3. An apparatus for providing electrical isolation in a modulatorldemodulator, the modulator/demodulator being coupled to a telephone communications cable and to a digital computer the apparatus comprising: means for coupling an output of the digital computer to a first light emitting diode; means for coupling the telephone communications cable to a second light emitting diode and to a first phototransistor; means for coupling an input to the digital computer to a second phototransistor the first light emitting diode and the first phototransistor being optically coupled and the second light emitting diode and the second phototransistor being optically coupled; means for transmitting digital signals from the digital computer through the optically coupled first light emitting diode and the first phototransistor to the telephone communications cable; and means for transmittirig digital signals from the telephone communications cable through the optically coupled second light emitting diode and the second phototransistor to the digital computer.

4. In a modulator/demodulator for enabling digital communication between digital computers over telephone networks, an electrical isolation circuit substantially as hereinbefore described with reference to the accompanying drawing.

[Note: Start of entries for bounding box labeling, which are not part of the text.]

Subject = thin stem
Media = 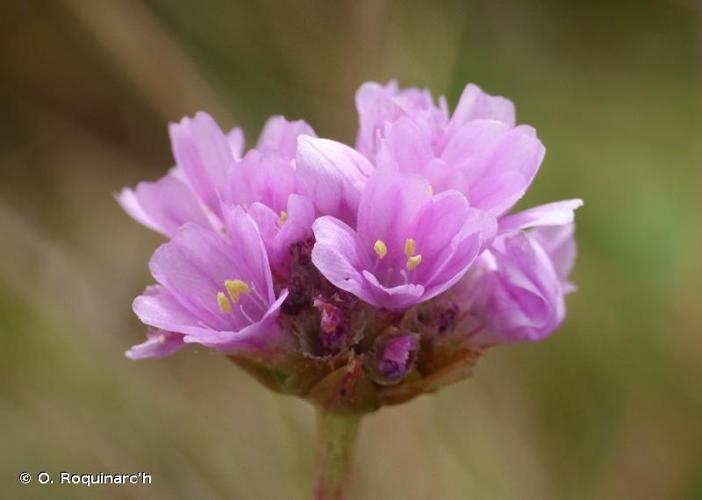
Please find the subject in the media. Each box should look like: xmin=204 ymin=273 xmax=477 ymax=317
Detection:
xmin=314 ymin=408 xmax=361 ymax=500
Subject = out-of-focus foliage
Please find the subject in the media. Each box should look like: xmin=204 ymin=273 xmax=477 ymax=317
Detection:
xmin=0 ymin=0 xmax=702 ymax=499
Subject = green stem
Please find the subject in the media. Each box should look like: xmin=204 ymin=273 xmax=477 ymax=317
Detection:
xmin=314 ymin=408 xmax=361 ymax=500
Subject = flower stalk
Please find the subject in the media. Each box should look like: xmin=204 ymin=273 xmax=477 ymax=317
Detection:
xmin=313 ymin=407 xmax=361 ymax=500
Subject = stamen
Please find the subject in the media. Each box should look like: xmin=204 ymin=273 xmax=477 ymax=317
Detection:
xmin=405 ymin=238 xmax=417 ymax=257
xmin=217 ymin=292 xmax=232 ymax=314
xmin=222 ymin=280 xmax=251 ymax=304
xmin=407 ymin=254 xmax=422 ymax=271
xmin=373 ymin=240 xmax=388 ymax=259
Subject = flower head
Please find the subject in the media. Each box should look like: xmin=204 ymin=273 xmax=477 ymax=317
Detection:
xmin=117 ymin=82 xmax=582 ymax=412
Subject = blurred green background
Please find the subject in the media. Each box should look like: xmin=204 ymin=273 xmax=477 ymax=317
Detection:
xmin=0 ymin=0 xmax=702 ymax=499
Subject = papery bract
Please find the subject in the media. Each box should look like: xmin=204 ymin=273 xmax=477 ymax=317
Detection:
xmin=312 ymin=171 xmax=496 ymax=309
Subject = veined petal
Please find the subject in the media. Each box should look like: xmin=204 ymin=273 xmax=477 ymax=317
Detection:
xmin=227 ymin=127 xmax=246 ymax=160
xmin=125 ymin=330 xmax=184 ymax=359
xmin=499 ymin=199 xmax=583 ymax=233
xmin=184 ymin=290 xmax=291 ymax=356
xmin=312 ymin=216 xmax=372 ymax=302
xmin=449 ymin=83 xmax=516 ymax=130
xmin=169 ymin=112 xmax=234 ymax=215
xmin=442 ymin=120 xmax=545 ymax=216
xmin=297 ymin=135 xmax=373 ymax=222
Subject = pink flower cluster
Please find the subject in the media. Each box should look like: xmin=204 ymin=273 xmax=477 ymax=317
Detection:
xmin=117 ymin=82 xmax=582 ymax=408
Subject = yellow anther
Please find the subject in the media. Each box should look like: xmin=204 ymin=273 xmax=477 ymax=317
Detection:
xmin=224 ymin=280 xmax=251 ymax=304
xmin=217 ymin=292 xmax=232 ymax=314
xmin=405 ymin=238 xmax=417 ymax=257
xmin=407 ymin=254 xmax=422 ymax=271
xmin=373 ymin=240 xmax=388 ymax=259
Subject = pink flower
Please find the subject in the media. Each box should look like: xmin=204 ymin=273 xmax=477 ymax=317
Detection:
xmin=117 ymin=82 xmax=582 ymax=412
xmin=356 ymin=82 xmax=545 ymax=216
xmin=312 ymin=171 xmax=497 ymax=309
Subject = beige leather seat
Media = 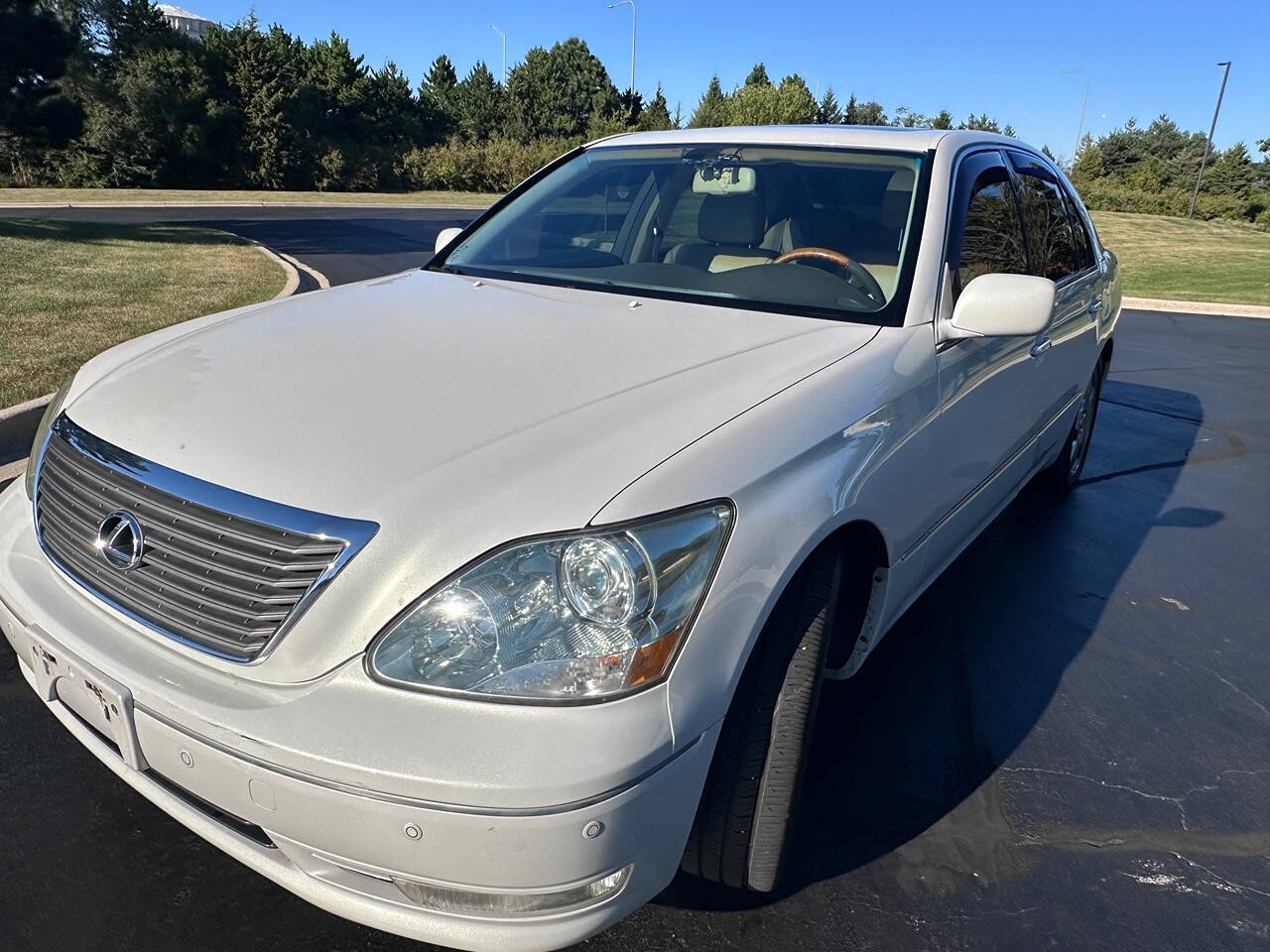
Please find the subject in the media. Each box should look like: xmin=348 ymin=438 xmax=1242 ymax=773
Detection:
xmin=666 ymin=191 xmax=777 ymax=272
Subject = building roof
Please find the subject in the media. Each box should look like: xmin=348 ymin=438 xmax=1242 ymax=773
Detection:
xmin=155 ymin=4 xmax=214 ymax=23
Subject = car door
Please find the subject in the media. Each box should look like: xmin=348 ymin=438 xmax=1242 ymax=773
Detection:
xmin=925 ymin=149 xmax=1053 ymax=581
xmin=1008 ymin=150 xmax=1102 ymax=458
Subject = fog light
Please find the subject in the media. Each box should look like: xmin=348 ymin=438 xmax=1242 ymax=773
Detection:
xmin=393 ymin=866 xmax=631 ymax=915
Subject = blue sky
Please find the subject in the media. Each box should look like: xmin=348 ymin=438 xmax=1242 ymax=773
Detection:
xmin=192 ymin=0 xmax=1270 ymax=156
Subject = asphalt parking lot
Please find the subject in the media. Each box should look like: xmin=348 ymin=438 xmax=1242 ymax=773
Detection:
xmin=0 ymin=205 xmax=477 ymax=291
xmin=0 ymin=208 xmax=1270 ymax=952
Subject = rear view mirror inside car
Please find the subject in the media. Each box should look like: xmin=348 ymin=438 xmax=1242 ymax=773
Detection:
xmin=693 ymin=165 xmax=758 ymax=195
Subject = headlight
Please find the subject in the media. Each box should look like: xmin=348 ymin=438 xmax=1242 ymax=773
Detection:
xmin=369 ymin=503 xmax=733 ymax=701
xmin=23 ymin=373 xmax=75 ymax=500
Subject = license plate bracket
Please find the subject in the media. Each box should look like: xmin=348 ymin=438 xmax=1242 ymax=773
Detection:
xmin=28 ymin=630 xmax=147 ymax=771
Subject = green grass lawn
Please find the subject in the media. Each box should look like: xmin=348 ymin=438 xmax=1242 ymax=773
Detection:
xmin=1093 ymin=212 xmax=1270 ymax=304
xmin=0 ymin=187 xmax=499 ymax=208
xmin=0 ymin=219 xmax=286 ymax=408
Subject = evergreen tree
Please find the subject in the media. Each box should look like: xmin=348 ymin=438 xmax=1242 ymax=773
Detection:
xmin=454 ymin=60 xmax=503 ymax=142
xmin=776 ymin=72 xmax=817 ymax=124
xmin=689 ymin=75 xmax=727 ymax=130
xmin=0 ymin=0 xmax=83 ymax=181
xmin=745 ymin=62 xmax=772 ymax=86
xmin=639 ymin=82 xmax=679 ymax=130
xmin=842 ymin=92 xmax=886 ymax=126
xmin=816 ymin=86 xmax=842 ymax=126
xmin=419 ymin=54 xmax=458 ymax=141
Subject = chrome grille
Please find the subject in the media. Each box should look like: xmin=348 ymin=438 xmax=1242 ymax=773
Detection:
xmin=36 ymin=416 xmax=377 ymax=661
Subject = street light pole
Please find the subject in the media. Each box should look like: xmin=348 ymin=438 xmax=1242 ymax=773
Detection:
xmin=608 ymin=0 xmax=635 ymax=98
xmin=1058 ymin=69 xmax=1089 ymax=168
xmin=1072 ymin=73 xmax=1089 ymax=168
xmin=489 ymin=23 xmax=507 ymax=86
xmin=1187 ymin=60 xmax=1230 ymax=218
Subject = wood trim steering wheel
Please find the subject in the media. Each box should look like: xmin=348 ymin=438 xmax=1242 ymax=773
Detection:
xmin=772 ymin=245 xmax=851 ymax=268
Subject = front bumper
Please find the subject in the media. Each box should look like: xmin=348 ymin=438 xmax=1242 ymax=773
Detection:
xmin=0 ymin=489 xmax=717 ymax=949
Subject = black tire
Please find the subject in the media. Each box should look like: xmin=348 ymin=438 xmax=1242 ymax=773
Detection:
xmin=681 ymin=542 xmax=842 ymax=892
xmin=1036 ymin=361 xmax=1107 ymax=496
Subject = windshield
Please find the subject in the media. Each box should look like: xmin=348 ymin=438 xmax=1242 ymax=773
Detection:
xmin=432 ymin=145 xmax=922 ymax=320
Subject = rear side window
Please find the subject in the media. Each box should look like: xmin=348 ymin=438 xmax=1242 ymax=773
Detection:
xmin=949 ymin=153 xmax=1028 ymax=294
xmin=1010 ymin=153 xmax=1088 ymax=281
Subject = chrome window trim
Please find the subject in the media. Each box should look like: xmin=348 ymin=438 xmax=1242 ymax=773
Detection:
xmin=31 ymin=413 xmax=380 ymax=665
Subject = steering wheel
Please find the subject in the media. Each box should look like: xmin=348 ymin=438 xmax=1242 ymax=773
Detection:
xmin=772 ymin=245 xmax=886 ymax=305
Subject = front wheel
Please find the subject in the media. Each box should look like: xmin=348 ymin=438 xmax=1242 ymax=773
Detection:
xmin=681 ymin=551 xmax=842 ymax=892
xmin=1036 ymin=361 xmax=1107 ymax=496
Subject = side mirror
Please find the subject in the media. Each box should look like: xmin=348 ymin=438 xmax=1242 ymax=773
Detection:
xmin=432 ymin=228 xmax=463 ymax=254
xmin=940 ymin=274 xmax=1054 ymax=340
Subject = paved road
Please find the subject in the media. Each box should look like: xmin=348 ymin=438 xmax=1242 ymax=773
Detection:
xmin=0 ymin=205 xmax=477 ymax=291
xmin=0 ymin=209 xmax=1270 ymax=952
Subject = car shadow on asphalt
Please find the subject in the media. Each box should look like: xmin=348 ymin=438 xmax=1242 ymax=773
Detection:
xmin=654 ymin=382 xmax=1208 ymax=908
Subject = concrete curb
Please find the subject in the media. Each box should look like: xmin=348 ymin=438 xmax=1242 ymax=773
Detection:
xmin=0 ymin=394 xmax=54 ymax=461
xmin=277 ymin=251 xmax=330 ymax=291
xmin=248 ymin=239 xmax=300 ymax=300
xmin=1120 ymin=298 xmax=1270 ymax=317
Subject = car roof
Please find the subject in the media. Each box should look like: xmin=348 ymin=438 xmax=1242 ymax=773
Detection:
xmin=588 ymin=126 xmax=1024 ymax=153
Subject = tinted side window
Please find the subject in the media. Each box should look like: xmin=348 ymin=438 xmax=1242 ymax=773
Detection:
xmin=1011 ymin=156 xmax=1084 ymax=281
xmin=1063 ymin=185 xmax=1093 ymax=269
xmin=952 ymin=165 xmax=1028 ymax=294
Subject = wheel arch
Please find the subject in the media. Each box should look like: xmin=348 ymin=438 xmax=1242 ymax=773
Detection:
xmin=742 ymin=517 xmax=890 ymax=670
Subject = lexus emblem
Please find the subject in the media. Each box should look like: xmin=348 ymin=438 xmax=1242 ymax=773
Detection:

5. A method for providing electrical isolation in a modulator/demodulator, the modulator/demodulator being coupled to a telephone communications cable and to a digital computer, substantially as hereinbefore described with reference to the accompanying drawing.

6. An apparatus for providing electrical isolation in a modulator/demodulator, the modulator/demodulator being coupled to a telephone communications cable and to a digital computer, substantially as hereinbefore described with reference to the accompanying drawing.